General characteristics
- Class & type: Dispatch boat
- Displacement: 552 long tons (561 t)
- Tons burthen: 552 bm
- Length: 185 ft 0 in (56.38 m)
- Beam: 24 ft 0 in (7.31 m)
- Draught: 12 ft 10 in (3.9 m)
- Installed power: 150 nhp; 560 hp (420 kW);
- Propulsion: Side-wheel

= Kwangtung (boat) =

Chinese dispatch boat

Kwangtung (廣東 (Guangdong)) was a British-made dispatch boat launched in 1863.

==History==
Kwangtung was purchased by Horatio Nelson Lay, Inspector General of the Qing Dynasty Chinese Maritime Customs Service in May 1863 as part of an effort to bolster the Qing Dynasty naval force in response to the ongoing Taiping Rebellion. Thereafter she became part of the Lay-Osborn Flotilla commanded by Sherard Osborn. She was put under the command of Lieut. William Allen Young.

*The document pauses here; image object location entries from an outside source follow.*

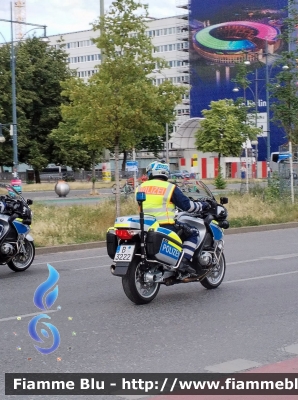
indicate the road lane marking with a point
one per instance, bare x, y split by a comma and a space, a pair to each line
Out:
26, 315
277, 257
72, 259
261, 277
293, 348
81, 269
233, 366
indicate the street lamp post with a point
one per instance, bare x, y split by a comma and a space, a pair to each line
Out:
167, 125
267, 107
13, 84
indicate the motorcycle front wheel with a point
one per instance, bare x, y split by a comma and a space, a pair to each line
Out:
213, 280
138, 291
23, 260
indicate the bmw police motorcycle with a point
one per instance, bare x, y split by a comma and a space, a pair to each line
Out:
146, 255
17, 249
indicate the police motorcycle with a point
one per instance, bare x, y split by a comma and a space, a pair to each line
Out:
17, 249
146, 255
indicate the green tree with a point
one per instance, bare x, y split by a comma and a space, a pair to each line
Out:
120, 104
39, 70
225, 129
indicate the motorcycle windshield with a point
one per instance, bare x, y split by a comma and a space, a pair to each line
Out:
9, 191
203, 191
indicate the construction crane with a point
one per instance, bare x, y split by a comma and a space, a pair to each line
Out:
20, 16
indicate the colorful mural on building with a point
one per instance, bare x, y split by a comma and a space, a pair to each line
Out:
227, 33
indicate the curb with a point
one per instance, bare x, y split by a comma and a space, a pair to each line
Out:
95, 245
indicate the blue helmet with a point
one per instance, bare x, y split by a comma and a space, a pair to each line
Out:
158, 169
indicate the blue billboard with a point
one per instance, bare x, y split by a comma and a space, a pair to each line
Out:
225, 34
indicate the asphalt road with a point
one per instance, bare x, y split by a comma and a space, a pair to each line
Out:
249, 321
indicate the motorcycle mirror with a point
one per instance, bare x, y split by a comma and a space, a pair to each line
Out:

Upon her arrival in China, the Qing government ordered the ship to be renamed as Pai Yueh (百粵 (Baiyue)).

Disagreements between the Qing government and Lay over the command and composition of the Lay-Osborn Flotilla led to its disbandment in 1863, and Kwangtung was taken to Bombay. There, along with Thule, Kwangtung was sold to the Indian government for a total of £8,142.